The view from our front yard in Vaoala, Samoa, 2008
About 6 years ago I sitting on the grass in our front yard in Vaoala, looking at this view, and bawling my eyes out, crying into Michael's shoulder. He doesn't remember it, but I do because I was the one crying. We'd been in Samoa for 6 weeks and I was hitting the "6 week slump" hard. We had been warned, probably at our Pre-Departure Training (PDT) for the Australian Youth Ambassadors for Development (AYADs) in Canberra, that at about 6 weeks we would probably have a little breakdown, not be happy with things, want to throw in the towel, etc. etc., but this was normal and things would improve.

Looking at this photo, I find it hard to imagine ever being unhappy there. Samoa is a beautiful country, and where we lived for most of that year was possibly one of the best spots around Apia, and for the most part, Michael and I loved it there.

But I was miserable that afternoon. Just plain miserable. It wasn't that I wanted to go home and I wasn't really homesick, but I missed my anonymity, I just wanted to be able to walk around Apia without having guys call out "hey pretty" or "want a Samoan boyfriend"* or similar, I was probably frustrated with our limited internet access, I missed public toilets that came with toilet paper and soap as standard features, I missed being able to go where I wanted when I wanted because I was a little scared of the dogs in the area, I wanted to be able to eat whatever and not have to worry about whether or not it would make me sick, and I was probably a little over not being about to drink water straight from a tap.

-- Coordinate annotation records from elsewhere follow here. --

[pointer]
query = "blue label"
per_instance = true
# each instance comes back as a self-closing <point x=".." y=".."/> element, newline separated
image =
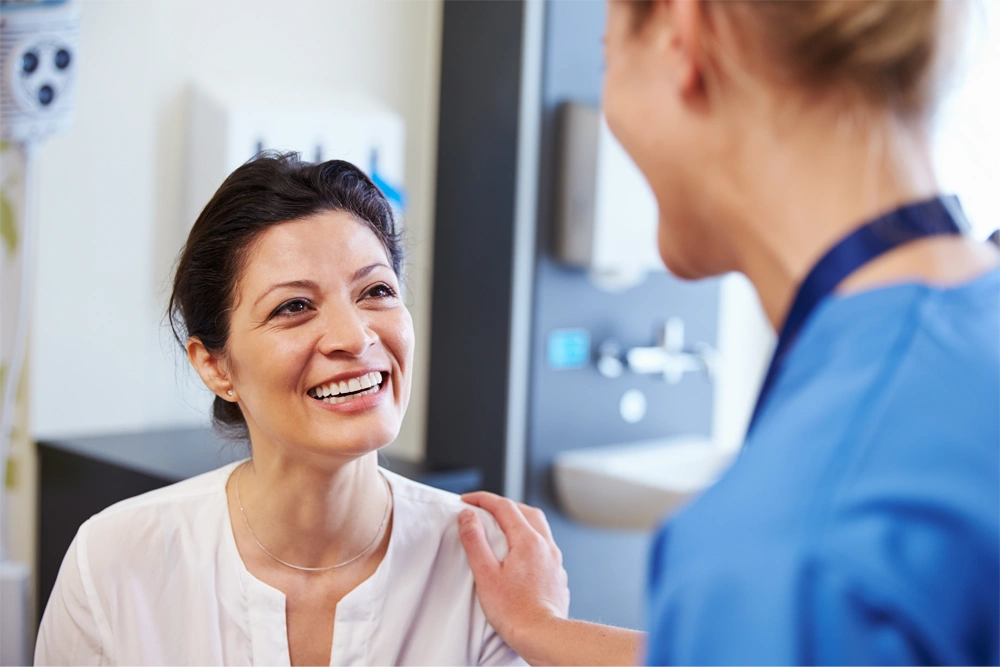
<point x="7" y="5"/>
<point x="569" y="349"/>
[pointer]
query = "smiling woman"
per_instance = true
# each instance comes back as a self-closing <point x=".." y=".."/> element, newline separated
<point x="287" y="301"/>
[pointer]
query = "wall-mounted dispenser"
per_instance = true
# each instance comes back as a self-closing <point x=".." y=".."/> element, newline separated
<point x="38" y="57"/>
<point x="232" y="122"/>
<point x="606" y="214"/>
<point x="522" y="301"/>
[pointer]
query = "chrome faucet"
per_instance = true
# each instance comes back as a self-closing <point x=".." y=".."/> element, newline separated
<point x="669" y="357"/>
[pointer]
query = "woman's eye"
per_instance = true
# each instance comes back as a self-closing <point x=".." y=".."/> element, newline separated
<point x="381" y="291"/>
<point x="293" y="307"/>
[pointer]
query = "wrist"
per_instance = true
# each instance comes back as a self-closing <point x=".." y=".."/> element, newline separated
<point x="535" y="639"/>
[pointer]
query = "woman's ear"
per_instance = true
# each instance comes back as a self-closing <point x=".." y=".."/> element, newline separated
<point x="679" y="27"/>
<point x="211" y="369"/>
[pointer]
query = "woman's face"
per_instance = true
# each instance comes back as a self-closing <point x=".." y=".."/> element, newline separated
<point x="321" y="344"/>
<point x="652" y="103"/>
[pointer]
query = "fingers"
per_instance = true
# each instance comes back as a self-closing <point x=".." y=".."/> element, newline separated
<point x="536" y="518"/>
<point x="514" y="518"/>
<point x="505" y="511"/>
<point x="482" y="560"/>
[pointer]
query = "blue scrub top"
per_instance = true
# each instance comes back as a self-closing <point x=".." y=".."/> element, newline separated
<point x="861" y="524"/>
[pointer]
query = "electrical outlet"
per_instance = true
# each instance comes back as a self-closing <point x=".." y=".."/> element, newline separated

Well, I hit slump last night. We've been here for just over 7 weeks, but Michael has been at work for 6 weeks now, so we've been living this new rhythm for just on 6 weeks. I'm still a little that way today, so writing about it at length isn't easy, so I'll be brief: family and friends know that you are missed; JNY, our car, you are missed but not by Jimmy (sorry...); our bicycles, oh how we miss you; Brisbane City Council buses you are also missed, as are you, foamy cafe latte's. It's mostly the physical isolation and not having spent much time with another young mum in a month or more, but a good cry and a pledge to go to bed before 10 pm from now on, plus plans to finally contact the playgroup people and hire a car for next weekend, and I'm getting there. Michael is not entirely happy either, so provided we get work in Australia for next year, we'll only be away from home for 12 months.

Oh and I think I have mastitis, which doesn't help... and Jimmy is a drooling, teething mess with only 2 teeth to show for it...

It's been a rough few weeks, but we're still alive, with food in our bellies and cupboards, a solid apartment to live in, and a good internet connection.

*I need to say that Samoans are lovely people, and that it is a safe country to visit, and that these invitations were always made in good humour and never with any malice, but it was annoying.